WHILE WE’RE HERE is an 89,000-word young adult novel with a speculative twist. Told in Hannah and Leo’s alternating points of view, it aims to inspire readers to take chances on friendships beyond their prescribed socioeconomic circles—and shows that the most unlikely person can spark a powerful journey to self-discovery.

As a dual citizen of the US and the UK, I work as a stage manager for major ballet companies on both sides of the Atlantic. In addition to being selected for WriteMentor’s summer program, I’m in a critique group with Carnegie-nominated author Liz Flanagan, who attested that “this vivid, empty-world love story will captivate fans of Gayle Forman’s If I Stay.” It might also appeal to readers of Emily Henry’s The Love That Split the World, and anyone who’s ever struggled to detangle the person they want to be from the person everyone expects them to be.

Thank you so much for your time and consideration,

Brianna Bourne

 

WHILE WE’RE HERE

I should have stayed at home.

At home, I can pretend things are at least a slice of normal. I should have squashed down that little want, that voice inside me that said go on, Hannah. Go out and get more books.

Bad things happen when I stray from the plan. When I don’t do what I’m supposed to do. After all, I designed the plan so I wouldn’t have to think about the empty.

Well.

I’m thinking about it now.

* * *

The street I’m parked on is as still as a painting.

Light filters down through the twisted branches of the oak trees lining the road, shielding me from the worst of the Houston summer sun. The temperature display on the dashboard reads ninety-nine degrees, but it’s cool and safe inside my mom’s SUV. I’ve parked here a hundred times before, half a block away from the used bookstore my best friend’s family owns, but now all those other times feel like another life.

I roll my window down a crack and turn the engine off so I can listen.

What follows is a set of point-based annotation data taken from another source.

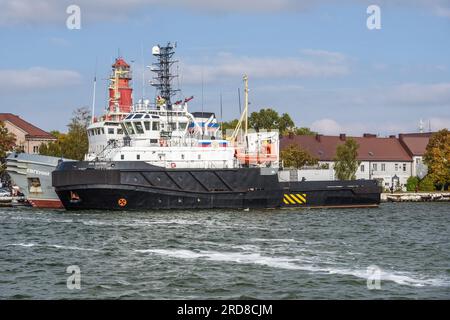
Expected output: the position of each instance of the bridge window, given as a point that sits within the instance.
(147, 125)
(129, 128)
(139, 128)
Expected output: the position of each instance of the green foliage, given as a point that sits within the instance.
(270, 119)
(437, 157)
(7, 140)
(7, 143)
(412, 184)
(73, 145)
(295, 157)
(345, 161)
(303, 131)
(427, 184)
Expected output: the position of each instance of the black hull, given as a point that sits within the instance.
(139, 186)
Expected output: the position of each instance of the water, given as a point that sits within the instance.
(228, 254)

It’s quiet. The kind of quiet that reminds me of long summer breaks and lazy mosquitos, of my grandma’s house in the backwoods of East Texas. But I’m not in the woods. I’m right in the middle of the fourth largest city in the country.

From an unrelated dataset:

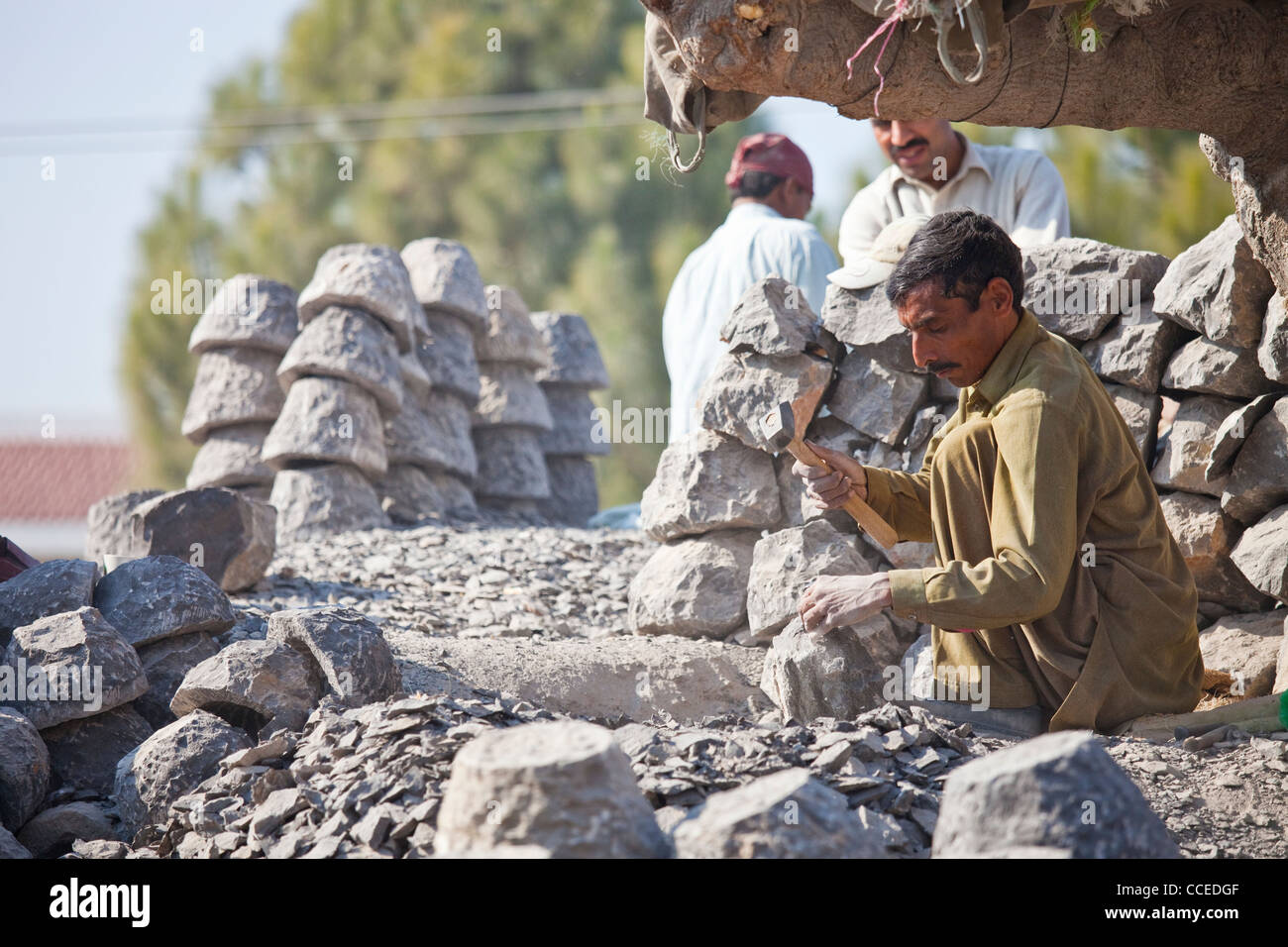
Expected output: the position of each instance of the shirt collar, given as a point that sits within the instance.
(1006, 364)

Houston is the only city I’ve ever known. Every downtown block is imprinted on the seventeen years of my history, and I know how hard it is to get away from people—or at least their cars. Here, the highways drone like the white noise on a vintage vinyl record player: always there, but you only hear it between songs.

Right now, I don’t hear a thing.

No cars. No people.

Only silence, empty and hot.

I pull my mom’s keys out of the ignition but keep them in my hand, gripping the pointe shoe charm on the keychain as if some of her famous ballerina stoicism will transfer into me.

I need to get out of the car. I don’t know why I’m waiting, casing the joint like a cop on a stakeout. Maybe it’s a shred of hope something normal will happen. Maybe the front door on the house across the street will swing open, a woman in sunglasses will trot down the steps, keys jangling, and get in her car and zoom off.

It doesn’t happen. It’s been five days and I haven’t seen a single person. Nobody’s out there, and sitting here paralyzed will just give my imagination a chance to rear its ugly head.

As if on cue, a shadow shifts outside the passenger window, right at the edge of my vision. I whip my head around.

There’s nothing there, except for one gnarled tree branch bending further over the road than the others. The shadow must have been the flutter of its plasticky leaves.

There’s nothing there, Hannah. It’s just your imagination.